Shortly after Cricket Australia CEO, Kevin Roberts was sacked from the organisation’s top spot, Cricket Australia has cut a further 40 jobs as part of a move to slash costs by $40 million.

Cricket Australia chairman, Earl Eddings, said the decision to cut more staff was “soul destroying”, with state and territory associations still bracing for their funding to be cut by up to 25 per cent.

“When you lose really good staff like today, through no fault of their own, it’s really gut wrenching,” Eddings said.

“Really, really soul destroying.

“This has been very, very tough and to say goodbye to those people is incredibly difficult.

“It’s a very traumatic time for a lot of people, very stressful.

“Three months ago, we were looking at more drastic cuts,” he said.

Eddings also suggested the combination of standing staff down and promising developments regarding the coming summer’s calendar, would ensure Cricket Australia could save more jobs and protect the core aspects of its business, “grassroots programs and high-performance programs”.

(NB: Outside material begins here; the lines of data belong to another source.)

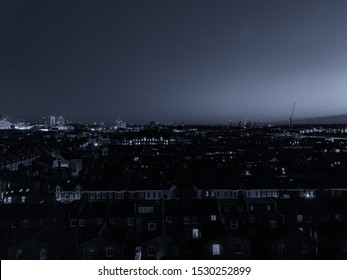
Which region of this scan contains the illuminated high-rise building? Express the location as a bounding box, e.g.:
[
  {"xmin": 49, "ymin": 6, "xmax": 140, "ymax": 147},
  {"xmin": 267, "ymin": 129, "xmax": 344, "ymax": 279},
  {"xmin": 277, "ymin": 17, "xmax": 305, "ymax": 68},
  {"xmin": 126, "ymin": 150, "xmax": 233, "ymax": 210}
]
[{"xmin": 49, "ymin": 116, "xmax": 56, "ymax": 126}]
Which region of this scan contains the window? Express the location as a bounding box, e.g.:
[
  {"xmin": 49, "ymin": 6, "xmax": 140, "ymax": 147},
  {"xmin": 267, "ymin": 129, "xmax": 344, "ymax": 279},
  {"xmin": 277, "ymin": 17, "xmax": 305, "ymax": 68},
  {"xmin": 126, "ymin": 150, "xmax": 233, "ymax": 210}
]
[
  {"xmin": 296, "ymin": 215, "xmax": 303, "ymax": 223},
  {"xmin": 11, "ymin": 220, "xmax": 17, "ymax": 229},
  {"xmin": 40, "ymin": 248, "xmax": 48, "ymax": 260},
  {"xmin": 147, "ymin": 223, "xmax": 156, "ymax": 231},
  {"xmin": 96, "ymin": 218, "xmax": 105, "ymax": 226},
  {"xmin": 20, "ymin": 219, "xmax": 29, "ymax": 228},
  {"xmin": 70, "ymin": 219, "xmax": 77, "ymax": 227},
  {"xmin": 270, "ymin": 220, "xmax": 277, "ymax": 228},
  {"xmin": 79, "ymin": 219, "xmax": 86, "ymax": 227},
  {"xmin": 192, "ymin": 228, "xmax": 201, "ymax": 239},
  {"xmin": 106, "ymin": 247, "xmax": 114, "ymax": 258},
  {"xmin": 230, "ymin": 220, "xmax": 239, "ymax": 229},
  {"xmin": 212, "ymin": 244, "xmax": 221, "ymax": 256},
  {"xmin": 183, "ymin": 216, "xmax": 190, "ymax": 225},
  {"xmin": 138, "ymin": 206, "xmax": 153, "ymax": 214},
  {"xmin": 278, "ymin": 242, "xmax": 286, "ymax": 254},
  {"xmin": 248, "ymin": 215, "xmax": 255, "ymax": 224},
  {"xmin": 147, "ymin": 245, "xmax": 155, "ymax": 257},
  {"xmin": 301, "ymin": 243, "xmax": 308, "ymax": 255},
  {"xmin": 235, "ymin": 242, "xmax": 243, "ymax": 255},
  {"xmin": 335, "ymin": 214, "xmax": 342, "ymax": 221},
  {"xmin": 17, "ymin": 249, "xmax": 23, "ymax": 260},
  {"xmin": 128, "ymin": 218, "xmax": 135, "ymax": 227},
  {"xmin": 342, "ymin": 242, "xmax": 347, "ymax": 253}
]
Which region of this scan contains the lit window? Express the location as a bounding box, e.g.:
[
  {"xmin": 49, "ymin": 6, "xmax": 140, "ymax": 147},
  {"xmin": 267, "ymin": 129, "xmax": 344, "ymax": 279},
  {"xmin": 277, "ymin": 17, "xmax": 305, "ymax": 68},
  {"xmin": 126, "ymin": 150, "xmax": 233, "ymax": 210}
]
[
  {"xmin": 70, "ymin": 219, "xmax": 77, "ymax": 227},
  {"xmin": 40, "ymin": 248, "xmax": 48, "ymax": 260},
  {"xmin": 147, "ymin": 245, "xmax": 155, "ymax": 257},
  {"xmin": 20, "ymin": 219, "xmax": 29, "ymax": 228},
  {"xmin": 192, "ymin": 228, "xmax": 201, "ymax": 239},
  {"xmin": 128, "ymin": 218, "xmax": 135, "ymax": 226},
  {"xmin": 270, "ymin": 220, "xmax": 277, "ymax": 228},
  {"xmin": 342, "ymin": 242, "xmax": 347, "ymax": 253},
  {"xmin": 183, "ymin": 216, "xmax": 190, "ymax": 225},
  {"xmin": 278, "ymin": 243, "xmax": 286, "ymax": 254},
  {"xmin": 148, "ymin": 223, "xmax": 156, "ymax": 231},
  {"xmin": 192, "ymin": 216, "xmax": 199, "ymax": 225},
  {"xmin": 235, "ymin": 242, "xmax": 243, "ymax": 255},
  {"xmin": 108, "ymin": 217, "xmax": 116, "ymax": 225},
  {"xmin": 212, "ymin": 244, "xmax": 221, "ymax": 256},
  {"xmin": 138, "ymin": 206, "xmax": 153, "ymax": 214},
  {"xmin": 301, "ymin": 243, "xmax": 308, "ymax": 255},
  {"xmin": 79, "ymin": 219, "xmax": 86, "ymax": 227},
  {"xmin": 106, "ymin": 247, "xmax": 114, "ymax": 258},
  {"xmin": 248, "ymin": 215, "xmax": 255, "ymax": 224},
  {"xmin": 230, "ymin": 220, "xmax": 239, "ymax": 229}
]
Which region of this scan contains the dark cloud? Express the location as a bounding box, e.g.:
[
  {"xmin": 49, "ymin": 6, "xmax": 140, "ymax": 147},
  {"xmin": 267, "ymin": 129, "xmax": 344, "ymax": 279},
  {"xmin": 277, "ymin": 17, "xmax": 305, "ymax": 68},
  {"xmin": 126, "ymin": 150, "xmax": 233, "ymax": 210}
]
[{"xmin": 0, "ymin": 0, "xmax": 347, "ymax": 122}]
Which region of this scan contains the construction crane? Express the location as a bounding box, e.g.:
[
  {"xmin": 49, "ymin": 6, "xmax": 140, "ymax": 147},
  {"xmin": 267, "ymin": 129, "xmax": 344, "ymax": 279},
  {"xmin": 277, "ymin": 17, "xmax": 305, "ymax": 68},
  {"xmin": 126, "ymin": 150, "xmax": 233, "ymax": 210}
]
[{"xmin": 289, "ymin": 102, "xmax": 296, "ymax": 127}]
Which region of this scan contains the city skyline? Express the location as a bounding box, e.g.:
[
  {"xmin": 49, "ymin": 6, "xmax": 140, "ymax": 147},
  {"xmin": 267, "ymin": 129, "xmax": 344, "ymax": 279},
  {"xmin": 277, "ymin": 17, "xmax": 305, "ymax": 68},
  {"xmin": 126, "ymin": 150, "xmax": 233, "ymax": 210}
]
[{"xmin": 0, "ymin": 0, "xmax": 347, "ymax": 123}]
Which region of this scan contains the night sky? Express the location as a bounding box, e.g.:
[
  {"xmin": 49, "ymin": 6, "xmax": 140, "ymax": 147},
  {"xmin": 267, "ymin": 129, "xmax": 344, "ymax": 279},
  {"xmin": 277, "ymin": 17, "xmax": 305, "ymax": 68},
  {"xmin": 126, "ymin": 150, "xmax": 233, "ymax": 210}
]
[{"xmin": 0, "ymin": 0, "xmax": 347, "ymax": 123}]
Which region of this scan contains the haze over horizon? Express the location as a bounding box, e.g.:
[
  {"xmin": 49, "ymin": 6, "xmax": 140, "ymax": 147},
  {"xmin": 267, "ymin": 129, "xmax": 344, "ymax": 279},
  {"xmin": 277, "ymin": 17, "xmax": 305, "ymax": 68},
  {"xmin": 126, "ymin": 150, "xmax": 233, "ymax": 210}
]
[{"xmin": 0, "ymin": 0, "xmax": 347, "ymax": 123}]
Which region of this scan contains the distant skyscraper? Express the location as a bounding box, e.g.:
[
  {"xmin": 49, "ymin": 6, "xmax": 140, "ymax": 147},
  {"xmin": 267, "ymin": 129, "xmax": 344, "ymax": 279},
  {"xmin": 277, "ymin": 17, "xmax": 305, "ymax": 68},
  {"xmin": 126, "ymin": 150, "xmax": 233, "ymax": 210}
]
[
  {"xmin": 49, "ymin": 116, "xmax": 56, "ymax": 126},
  {"xmin": 116, "ymin": 116, "xmax": 127, "ymax": 129},
  {"xmin": 57, "ymin": 116, "xmax": 65, "ymax": 126}
]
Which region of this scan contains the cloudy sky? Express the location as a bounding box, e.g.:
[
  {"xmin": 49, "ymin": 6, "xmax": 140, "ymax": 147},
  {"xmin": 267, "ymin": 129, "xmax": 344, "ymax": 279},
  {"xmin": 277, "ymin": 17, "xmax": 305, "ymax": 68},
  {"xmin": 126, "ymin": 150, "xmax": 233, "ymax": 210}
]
[{"xmin": 0, "ymin": 0, "xmax": 347, "ymax": 122}]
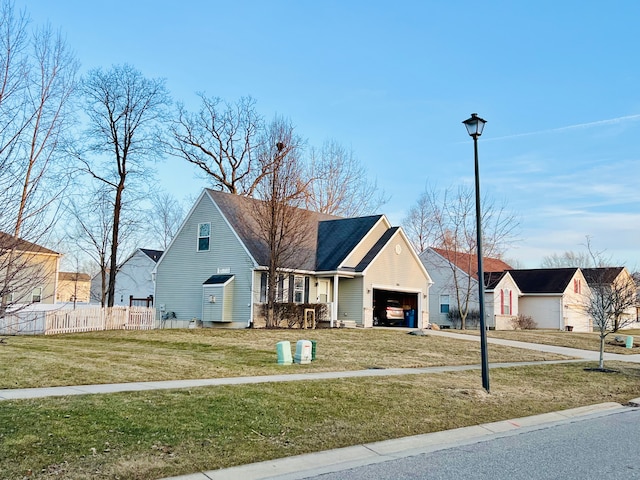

The job losses across Cricket Australia and all state and territory associations now total 200, with the state and territory associations staring at a 25 per cent cut to funding, despite Cricket NSW and Queensland Cricket continuing to push back against the proposal.

“We recognise that this is a difficult time for Cricket Australia employees, particularly for those staff members affected by these redundancies and their families,” Eddings said in a statement.

“However, our responsibility is clear: to navigate a path for cricket through this period of uncertainty and disruption to ensure we come out the other side sustainable in the short term and prosperous in the long term.

“Throughout COVID-19, the need to work closely with the cricket community and to move quickly as circumstances have changed has never been more important.

“With increasing clarity about the impact of COVID-19, we have managed the financial impact on our organisation, our people, our partners and players.

“There will still be painful decisions for some parts of our organisation, but we have worked hard to carefully develop plans to protect our investment in community cricket and high-performance cricket, while ensuring the game’s financial sustainability,” he said.